Vision of Unity Through Technology
Beyond the technical achievements, Sanghvi sees Hand Wave as a catalyst for social cohesion. In a world often marked by division, he argues that enabling seamless communication reminds people of shared humanity. “I think it fosters unity. I think there are a lot of things happening in our world that makes it easy to feel divided, I guess, so I think it reminds us that we are more similar than we might expect,” he said. By allowing hearing individuals to “hear” sign language and vice‑versa, the tool creates a common conversational space where fears, strengths, dreams, and weaknesses can be exchanged openly.


Challenges Ahead: Scaling and Funding
While the prototype works in a controlled environment, transitioning to a robust, consumer‑ready product presents hurdles. The duo acknowledges the need for larger, more diverse datasets to accommodate regional signing variations and different lighting conditions. Additionally, hardware costs—particularly smart glasses with reliable cameras and battery life—must be addressed. “With more time and funding, the friends believe they could have a prototype ready to use beyond their home office,” the NBC DFW report noted, indicating that grants, angel investment, or partnership with accessibility nonprofits could be pivotal next steps.


Ethical Considerations and Community Involvement
Velagapudi and Sanghvi are keen to avoid unilateral development; they actively seek input from the Deaf community to ensure the technology respects cultural nuances and does not inadvertently perpetuate stereotypes. They plan to collaborate with local Deaf advocacy groups for user‑testing sessions and to incorporate feedback on UI design, ensuring that the tool enhances rather than replaces authentic ASL expression. This participatory approach aims to build trust and foster a sense of ownership among those who stand to benefit most.

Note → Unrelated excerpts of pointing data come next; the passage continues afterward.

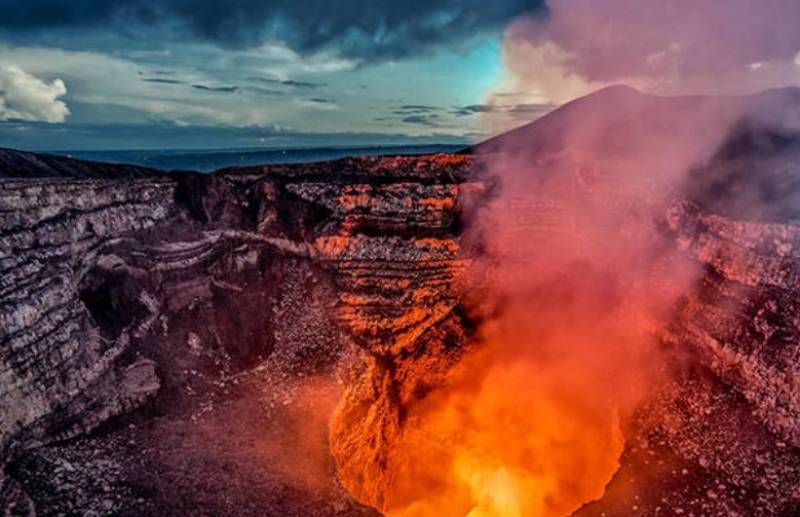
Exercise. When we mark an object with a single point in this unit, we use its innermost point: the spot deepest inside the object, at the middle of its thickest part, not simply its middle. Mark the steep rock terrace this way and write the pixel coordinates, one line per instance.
(114, 291)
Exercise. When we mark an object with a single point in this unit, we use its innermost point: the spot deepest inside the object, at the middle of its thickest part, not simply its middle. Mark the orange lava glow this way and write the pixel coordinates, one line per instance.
(511, 443)
(530, 423)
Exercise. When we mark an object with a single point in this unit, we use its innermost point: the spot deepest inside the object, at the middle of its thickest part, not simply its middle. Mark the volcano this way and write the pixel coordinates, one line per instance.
(311, 339)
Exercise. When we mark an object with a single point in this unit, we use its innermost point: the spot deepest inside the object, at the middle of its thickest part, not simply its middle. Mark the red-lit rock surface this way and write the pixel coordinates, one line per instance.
(201, 303)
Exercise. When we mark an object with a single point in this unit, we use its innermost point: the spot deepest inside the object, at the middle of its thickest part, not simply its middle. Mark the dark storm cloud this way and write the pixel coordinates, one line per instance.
(288, 82)
(525, 110)
(165, 135)
(371, 30)
(221, 89)
(473, 109)
(530, 110)
(415, 109)
(421, 120)
(162, 81)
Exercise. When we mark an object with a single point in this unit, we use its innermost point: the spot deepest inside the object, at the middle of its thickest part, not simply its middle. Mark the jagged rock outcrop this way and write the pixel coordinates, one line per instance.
(113, 290)
(112, 287)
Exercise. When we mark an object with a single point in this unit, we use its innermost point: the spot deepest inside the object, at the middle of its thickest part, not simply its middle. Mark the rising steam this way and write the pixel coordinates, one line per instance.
(580, 267)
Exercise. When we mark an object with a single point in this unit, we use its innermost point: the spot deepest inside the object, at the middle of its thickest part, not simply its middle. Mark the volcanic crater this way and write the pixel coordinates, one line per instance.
(392, 335)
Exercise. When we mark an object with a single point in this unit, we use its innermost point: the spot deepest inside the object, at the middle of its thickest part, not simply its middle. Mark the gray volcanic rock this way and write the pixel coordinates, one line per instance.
(21, 164)
(165, 292)
(115, 291)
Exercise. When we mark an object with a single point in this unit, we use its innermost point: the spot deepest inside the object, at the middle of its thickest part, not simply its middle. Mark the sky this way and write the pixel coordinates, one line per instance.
(204, 74)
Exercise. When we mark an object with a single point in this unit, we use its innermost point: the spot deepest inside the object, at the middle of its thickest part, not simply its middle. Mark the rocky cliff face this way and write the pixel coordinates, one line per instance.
(115, 293)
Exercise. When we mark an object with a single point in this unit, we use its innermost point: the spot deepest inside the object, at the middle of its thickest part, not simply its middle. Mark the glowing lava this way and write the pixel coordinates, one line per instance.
(505, 441)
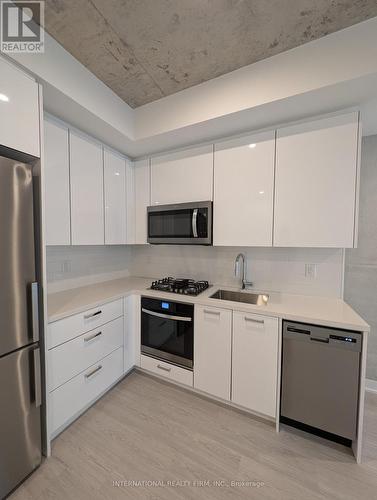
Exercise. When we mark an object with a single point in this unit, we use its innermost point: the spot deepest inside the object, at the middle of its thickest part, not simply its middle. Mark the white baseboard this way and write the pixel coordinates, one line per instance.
(371, 385)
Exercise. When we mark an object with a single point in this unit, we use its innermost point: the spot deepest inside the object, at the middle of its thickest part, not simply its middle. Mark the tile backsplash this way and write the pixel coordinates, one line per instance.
(270, 269)
(273, 269)
(71, 266)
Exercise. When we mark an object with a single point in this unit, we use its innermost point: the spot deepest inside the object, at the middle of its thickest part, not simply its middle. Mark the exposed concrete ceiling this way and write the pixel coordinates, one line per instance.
(147, 49)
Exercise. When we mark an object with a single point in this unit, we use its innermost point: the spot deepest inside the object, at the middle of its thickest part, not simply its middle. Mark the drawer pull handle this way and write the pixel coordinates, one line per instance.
(253, 320)
(93, 372)
(91, 315)
(92, 337)
(164, 368)
(215, 313)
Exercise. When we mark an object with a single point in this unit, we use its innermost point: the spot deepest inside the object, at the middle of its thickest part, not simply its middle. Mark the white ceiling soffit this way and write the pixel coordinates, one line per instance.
(334, 72)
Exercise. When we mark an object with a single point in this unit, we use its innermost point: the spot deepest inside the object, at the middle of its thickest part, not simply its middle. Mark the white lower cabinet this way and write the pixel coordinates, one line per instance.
(85, 357)
(213, 350)
(83, 351)
(68, 400)
(68, 328)
(167, 370)
(255, 362)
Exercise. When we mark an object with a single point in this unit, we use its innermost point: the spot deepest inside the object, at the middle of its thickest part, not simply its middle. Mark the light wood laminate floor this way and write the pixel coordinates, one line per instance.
(147, 430)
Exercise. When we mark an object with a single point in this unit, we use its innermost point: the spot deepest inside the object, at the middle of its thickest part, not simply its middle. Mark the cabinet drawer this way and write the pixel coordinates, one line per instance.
(167, 370)
(69, 328)
(74, 396)
(71, 358)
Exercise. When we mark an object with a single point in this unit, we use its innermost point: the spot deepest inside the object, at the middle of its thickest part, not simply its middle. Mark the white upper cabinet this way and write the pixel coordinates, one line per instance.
(142, 199)
(86, 191)
(244, 191)
(182, 177)
(56, 165)
(255, 362)
(316, 183)
(115, 199)
(19, 110)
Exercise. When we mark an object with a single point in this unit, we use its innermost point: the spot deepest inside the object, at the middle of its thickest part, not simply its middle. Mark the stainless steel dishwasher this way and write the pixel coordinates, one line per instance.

Broader Implications for Assistive Tech
Hand Wave exemplifies a growing trend where high‑school innovators leverage accessible AI tools to tackle real‑world accessibility challenges. By demonstrating that sophisticated machine‑learning models can be trained and deployed outside traditional research institutions, the project inspires other students to consider how technology can serve underserved populations. Moreover, it highlights the potential for low‑cost, open‑source solutions to complement existing commercial assistive devices, potentially lowering barriers to entry for users worldwide.


Conclusion: A Prototype with Promise
In just a few months, Shiven Velagapudi and Aadi Sanghvi have moved from a casual curiosity to a functional AI prototype that translates sign language in real time. Their journey—fueled by personal motivation, iterative experimentation, and a vision of unity—underscores the power of youthful ingenuity when paired with purposeful problem‑solving. As they continue to refine Hand Wave and seek the resources needed for broader deployment, the duo stands poised to make a meaningful contribution to the ongoing effort to make communication truly inclusive for all.